Simon Coveney recalls trauma of childhood stammer in bid to raise awareness
THE Republic's Foreign Affairs Minister Simon Coveney has told of his struggles with a childhood stammer which meant he struggled to read aloud.
He recalled as a schoolboy breaking pencils under his desk in "frustration" at being unable to speak properly in class.
The prominent Fine Gael member and former táiniste is one of the government's top negotiators who was a key figure on the international stage during the Brexit talks.
Mr Coveney discussed his personal experience of dealing with a speech impediment to mark International Stuttering Awareness Day on Saturday.
Speaking to RTÉ he said he wanted to use his position to support other people who struggle to communicate.
"If you've got a stammer or a stutter, there's nowhere to hide.
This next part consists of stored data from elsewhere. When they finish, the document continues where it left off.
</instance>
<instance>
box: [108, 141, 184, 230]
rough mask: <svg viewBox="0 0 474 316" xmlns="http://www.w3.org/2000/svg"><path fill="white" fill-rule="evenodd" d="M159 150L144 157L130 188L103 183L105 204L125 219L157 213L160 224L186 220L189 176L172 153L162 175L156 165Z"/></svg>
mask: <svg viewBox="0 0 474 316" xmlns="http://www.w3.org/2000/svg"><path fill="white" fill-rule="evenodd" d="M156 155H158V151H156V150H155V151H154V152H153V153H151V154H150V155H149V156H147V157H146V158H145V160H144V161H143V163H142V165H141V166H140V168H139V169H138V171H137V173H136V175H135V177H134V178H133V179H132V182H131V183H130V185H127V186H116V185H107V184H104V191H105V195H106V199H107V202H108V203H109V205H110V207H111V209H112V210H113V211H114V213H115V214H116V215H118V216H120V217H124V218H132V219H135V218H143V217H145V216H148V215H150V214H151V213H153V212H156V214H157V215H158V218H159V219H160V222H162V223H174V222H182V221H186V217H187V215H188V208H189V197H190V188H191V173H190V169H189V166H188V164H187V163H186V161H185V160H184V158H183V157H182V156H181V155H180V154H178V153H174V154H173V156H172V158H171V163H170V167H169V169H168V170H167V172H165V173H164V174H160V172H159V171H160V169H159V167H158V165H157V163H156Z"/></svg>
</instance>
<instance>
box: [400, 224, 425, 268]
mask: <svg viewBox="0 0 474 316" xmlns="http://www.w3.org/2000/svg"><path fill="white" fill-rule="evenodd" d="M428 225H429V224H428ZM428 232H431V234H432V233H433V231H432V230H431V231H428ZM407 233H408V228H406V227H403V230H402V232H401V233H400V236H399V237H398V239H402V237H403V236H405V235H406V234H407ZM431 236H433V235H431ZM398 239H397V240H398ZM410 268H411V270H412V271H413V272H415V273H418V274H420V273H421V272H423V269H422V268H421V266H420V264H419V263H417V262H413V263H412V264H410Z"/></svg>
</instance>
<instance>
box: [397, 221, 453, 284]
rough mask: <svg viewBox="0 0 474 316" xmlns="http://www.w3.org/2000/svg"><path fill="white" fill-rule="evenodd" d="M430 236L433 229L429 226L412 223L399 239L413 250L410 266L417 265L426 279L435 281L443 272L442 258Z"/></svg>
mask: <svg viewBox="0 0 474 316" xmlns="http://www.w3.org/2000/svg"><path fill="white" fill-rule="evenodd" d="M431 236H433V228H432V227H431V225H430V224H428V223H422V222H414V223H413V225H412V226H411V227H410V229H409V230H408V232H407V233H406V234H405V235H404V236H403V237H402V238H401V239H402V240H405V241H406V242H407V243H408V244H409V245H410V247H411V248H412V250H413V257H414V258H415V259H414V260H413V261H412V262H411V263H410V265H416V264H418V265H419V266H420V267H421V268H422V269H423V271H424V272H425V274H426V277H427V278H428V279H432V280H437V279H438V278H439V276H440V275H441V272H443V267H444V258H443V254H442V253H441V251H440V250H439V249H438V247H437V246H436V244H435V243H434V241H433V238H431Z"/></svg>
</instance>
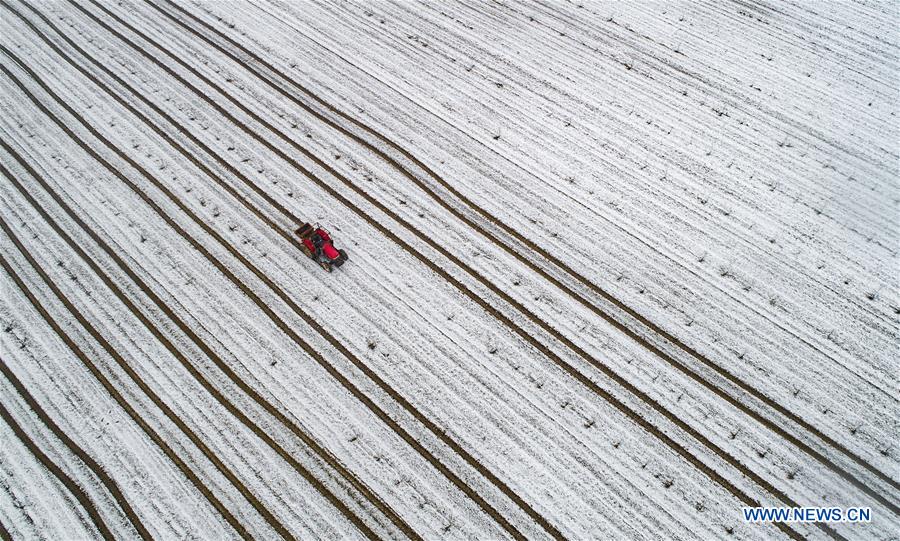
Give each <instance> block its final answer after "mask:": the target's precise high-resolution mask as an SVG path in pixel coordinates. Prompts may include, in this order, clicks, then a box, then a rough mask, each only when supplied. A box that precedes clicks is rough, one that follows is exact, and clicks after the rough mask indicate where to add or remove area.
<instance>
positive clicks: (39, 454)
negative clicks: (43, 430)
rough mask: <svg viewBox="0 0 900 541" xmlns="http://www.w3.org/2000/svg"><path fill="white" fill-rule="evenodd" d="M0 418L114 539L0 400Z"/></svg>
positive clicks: (21, 441)
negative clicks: (10, 413) (9, 412)
mask: <svg viewBox="0 0 900 541" xmlns="http://www.w3.org/2000/svg"><path fill="white" fill-rule="evenodd" d="M0 264H2V265H3V267H4V268H6V259H5V258H4V257H3V256H2V255H0ZM10 274H11V273H10ZM3 362H4V361H3V360H2V359H0V363H3ZM0 418H2V419H3V421H4V422H6V424H7V425H9V427H10V428H11V429H12V431H13V433H14V434H15V435H16V437H17V438H18V439H19V441H21V442H22V444H24V445H25V447H27V448H28V450H29V451H30V452H31V454H32V455H33V456H34V457H35V458H36V459H38V461H39V462H40V463H41V464H42V465H43V466H44V468H46V469H47V471H49V472H50V473H51V474H53V476H54V477H56V479H57V480H58V481H59V482H60V483H62V485H63V486H64V487H65V489H66V490H68V491H69V492H70V493H71V494H72V495H73V496H75V498H76V499H77V500H78V503H79V504H81V507H83V508H84V510H85V511H86V512H87V514H88V516H89V517H90V519H91V522H93V523H94V526H95V527H96V528H97V531H99V532H100V535H101V536H103V539H106V540H107V541H114V540H115V537H114V536H113V534H112V532H111V531H109V527H108V526H107V525H106V522H104V520H103V517H102V516H100V512H99V511H98V510H97V507H96V505H94V502H93V501H91V499H90V498H89V497H88V495H87V493H86V492H85V490H84V489H83V488H82V487H81V485H79V484H78V483H76V482H75V481H73V480H72V478H71V477H69V476H68V475H67V474H66V472H64V471H62V468H60V467H59V466H58V465H57V464H56V463H54V462H53V460H51V459H50V457H48V456H47V455H46V454H44V452H43V451H41V449H40V447H38V446H37V444H36V443H35V442H34V440H32V439H31V437H29V436H28V434H27V433H26V432H25V430H23V429H22V427H21V426H19V424H18V423H16V419H15V418H14V417H13V416H12V415H11V414H10V413H9V411H7V410H6V406H4V405H3V403H2V402H0Z"/></svg>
That's the truth, which means it can be quite cruel," he said.
"So that's why I think it's important for people like me, who struggled when I was in school to simply read out loud, who broke pencils under the desk out of frustration because I couldn't get words out; and now it's my job every day to speak to the public."
It was not the first time that Mr Coveney has discussed his speech impediment.
At a conference in 2014, he told the audience he once suffered from a "significant stutter" and "couldn’t speak properly" as a young boy.
"When I was in school, in English class or in French or Irish class, when it came to reading prose or paragraphs, the teachers simply skipped me, because I took so long to get through sentence by sentence.”
He also revealed the personal significance for him of the song Happy Talk from the musical South Pacific.
"When I was asked in our party gatherings to do my party piece, I would always sing, and that’s the song I sang," he said.
"Because people with a speech impediment can normally sing as badly or as well as anybody else, even though they can’t speak."